Hi F4UDOA,
>How would you calculate that?
If you've got performance curves for a given data point, you just have to assume a reasonable propeller efficiency and then can extrapolate the data for another point in the envelope.
>That is exactly what I thought except I can't figure out why the top speed is the same when you have such a huge increase(200HP) in available HP.
The two capped pylons seem to eat up 200 HP of shaft power at top speed. If the Aces High F4U-4 is faster at the same climb than the NAVAIR F4U-4, one might guess it doesn't have the pylons.
However, the inconsistency between Aces High and NAVAIR is bigger than that. The shape of the climb graph indeed looks more like 2400 HP graph, so the lower climb rate would suggest a heavier aircraft. With 2400 HP and no pylons, you'd get the same top speed as with 2600 HP and the pylons in place. Still, you'd need a 14000 lbs Corsair to get the climb rate at 2400 HP down to Aces High level is you're using the NAVAIR document as a basis, and this seems a bit much.

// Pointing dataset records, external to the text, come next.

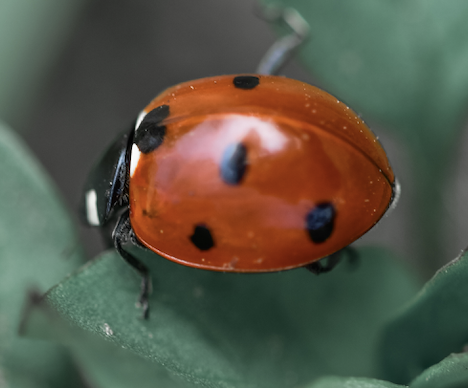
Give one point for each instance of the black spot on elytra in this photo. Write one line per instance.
(150, 134)
(233, 163)
(202, 237)
(246, 81)
(320, 222)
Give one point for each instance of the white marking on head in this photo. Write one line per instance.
(140, 118)
(91, 207)
(134, 159)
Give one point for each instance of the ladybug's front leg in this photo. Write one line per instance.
(328, 263)
(122, 233)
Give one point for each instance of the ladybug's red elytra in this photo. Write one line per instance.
(242, 173)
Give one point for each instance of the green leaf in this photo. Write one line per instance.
(351, 382)
(431, 327)
(402, 64)
(219, 329)
(37, 248)
(451, 372)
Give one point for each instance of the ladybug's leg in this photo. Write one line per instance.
(328, 263)
(282, 50)
(123, 232)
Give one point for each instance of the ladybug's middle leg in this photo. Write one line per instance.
(123, 232)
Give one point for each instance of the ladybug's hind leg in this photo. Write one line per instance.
(328, 263)
(123, 232)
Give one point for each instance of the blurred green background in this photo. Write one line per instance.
(75, 73)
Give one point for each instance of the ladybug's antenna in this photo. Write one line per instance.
(282, 50)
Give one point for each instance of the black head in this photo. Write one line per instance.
(106, 185)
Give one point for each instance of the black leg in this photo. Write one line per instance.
(324, 265)
(328, 263)
(123, 232)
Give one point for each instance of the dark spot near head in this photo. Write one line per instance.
(202, 237)
(150, 134)
(233, 163)
(246, 81)
(320, 222)
(149, 213)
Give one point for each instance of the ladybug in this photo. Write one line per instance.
(241, 173)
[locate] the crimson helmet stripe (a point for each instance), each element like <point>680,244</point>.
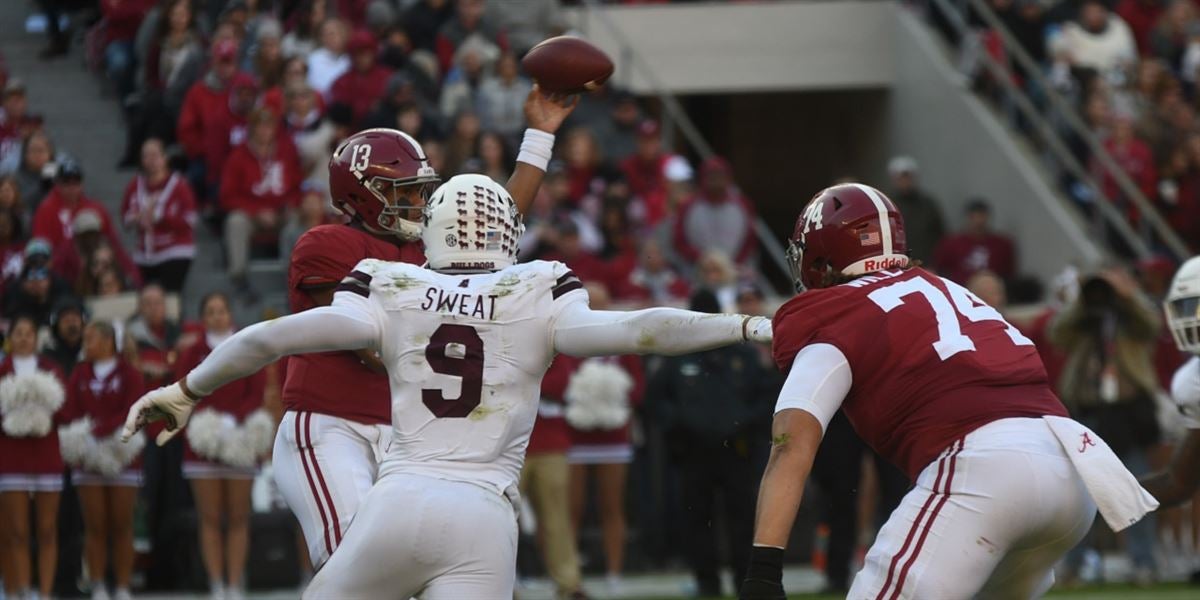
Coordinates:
<point>885,225</point>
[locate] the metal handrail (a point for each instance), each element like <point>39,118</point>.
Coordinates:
<point>678,117</point>
<point>1002,75</point>
<point>1078,127</point>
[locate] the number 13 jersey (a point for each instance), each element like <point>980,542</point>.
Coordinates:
<point>929,360</point>
<point>465,355</point>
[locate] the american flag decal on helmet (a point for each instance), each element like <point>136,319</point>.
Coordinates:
<point>357,282</point>
<point>568,282</point>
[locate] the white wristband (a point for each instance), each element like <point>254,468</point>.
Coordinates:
<point>537,148</point>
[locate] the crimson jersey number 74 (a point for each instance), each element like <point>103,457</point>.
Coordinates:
<point>947,309</point>
<point>455,351</point>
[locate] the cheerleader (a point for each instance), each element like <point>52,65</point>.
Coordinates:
<point>226,438</point>
<point>30,465</point>
<point>106,472</point>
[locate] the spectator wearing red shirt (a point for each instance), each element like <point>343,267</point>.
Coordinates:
<point>227,127</point>
<point>977,247</point>
<point>1135,157</point>
<point>103,388</point>
<point>653,282</point>
<point>545,479</point>
<point>121,22</point>
<point>718,217</point>
<point>259,186</point>
<point>468,21</point>
<point>159,205</point>
<point>646,172</point>
<point>365,83</point>
<point>1140,16</point>
<point>222,491</point>
<point>207,100</point>
<point>58,215</point>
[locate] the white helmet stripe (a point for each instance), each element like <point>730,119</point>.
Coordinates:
<point>885,225</point>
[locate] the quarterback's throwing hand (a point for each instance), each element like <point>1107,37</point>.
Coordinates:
<point>171,403</point>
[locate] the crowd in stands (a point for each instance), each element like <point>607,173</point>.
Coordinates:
<point>1129,67</point>
<point>232,111</point>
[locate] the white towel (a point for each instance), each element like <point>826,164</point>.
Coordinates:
<point>1121,501</point>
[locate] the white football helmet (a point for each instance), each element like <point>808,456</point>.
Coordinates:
<point>471,225</point>
<point>1182,306</point>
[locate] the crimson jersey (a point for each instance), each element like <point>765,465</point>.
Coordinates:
<point>930,361</point>
<point>336,383</point>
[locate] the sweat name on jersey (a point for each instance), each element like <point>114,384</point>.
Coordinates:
<point>460,303</point>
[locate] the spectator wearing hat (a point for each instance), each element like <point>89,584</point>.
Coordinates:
<point>472,63</point>
<point>469,22</point>
<point>718,217</point>
<point>922,214</point>
<point>65,343</point>
<point>35,173</point>
<point>35,294</point>
<point>259,189</point>
<point>646,172</point>
<point>205,102</point>
<point>160,208</point>
<point>502,97</point>
<point>57,219</point>
<point>977,247</point>
<point>16,123</point>
<point>1098,40</point>
<point>329,61</point>
<point>366,82</point>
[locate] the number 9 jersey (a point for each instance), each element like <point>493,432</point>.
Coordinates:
<point>466,355</point>
<point>929,360</point>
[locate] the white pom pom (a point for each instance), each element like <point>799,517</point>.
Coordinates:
<point>76,441</point>
<point>205,432</point>
<point>28,403</point>
<point>598,396</point>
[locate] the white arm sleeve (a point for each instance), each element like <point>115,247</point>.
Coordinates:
<point>349,324</point>
<point>581,331</point>
<point>817,383</point>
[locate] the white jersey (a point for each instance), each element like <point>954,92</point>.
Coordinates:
<point>1186,391</point>
<point>466,355</point>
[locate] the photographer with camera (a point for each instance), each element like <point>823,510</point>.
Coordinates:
<point>1108,383</point>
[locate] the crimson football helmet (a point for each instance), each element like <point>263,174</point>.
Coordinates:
<point>845,229</point>
<point>382,179</point>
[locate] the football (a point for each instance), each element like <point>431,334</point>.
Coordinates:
<point>567,65</point>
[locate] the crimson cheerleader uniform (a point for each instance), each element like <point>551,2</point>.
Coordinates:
<point>238,399</point>
<point>607,447</point>
<point>103,390</point>
<point>31,465</point>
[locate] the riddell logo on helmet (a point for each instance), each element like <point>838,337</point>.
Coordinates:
<point>883,263</point>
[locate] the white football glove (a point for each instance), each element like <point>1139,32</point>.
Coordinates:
<point>171,403</point>
<point>757,329</point>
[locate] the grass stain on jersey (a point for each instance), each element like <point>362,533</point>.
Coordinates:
<point>405,282</point>
<point>646,341</point>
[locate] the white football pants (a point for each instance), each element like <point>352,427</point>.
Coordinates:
<point>423,537</point>
<point>324,466</point>
<point>989,519</point>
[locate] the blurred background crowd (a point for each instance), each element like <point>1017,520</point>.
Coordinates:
<point>232,109</point>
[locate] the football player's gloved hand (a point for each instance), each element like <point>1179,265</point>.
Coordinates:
<point>757,329</point>
<point>765,576</point>
<point>172,403</point>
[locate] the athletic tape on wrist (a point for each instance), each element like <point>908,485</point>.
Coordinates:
<point>537,148</point>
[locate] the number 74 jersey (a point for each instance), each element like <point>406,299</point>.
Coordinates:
<point>465,357</point>
<point>929,360</point>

>I have two other F4U charts showing climb at 60" MAP with climbs of 4,000FPM to 4,400FPM at sea level. But they all show the same top speed as the NAVAIR chart.
60" Hg should be equivalent to the 2400 HP I mentioned, so these planes probably didn't have the pylons either.
Another consideration would be that the Aces High F4U-4 could have a different propeller than the NAVAIR F4U-4 that gives less climb power, but more top-speed power. (That would imply the Aces High F4U-4 has the pylons, too.) The difference might be a bit too large to explained this way, though.
The NAVAIR document gives the propeller as 6501A-0 - do you know of any other propeller types used with the F4U-4?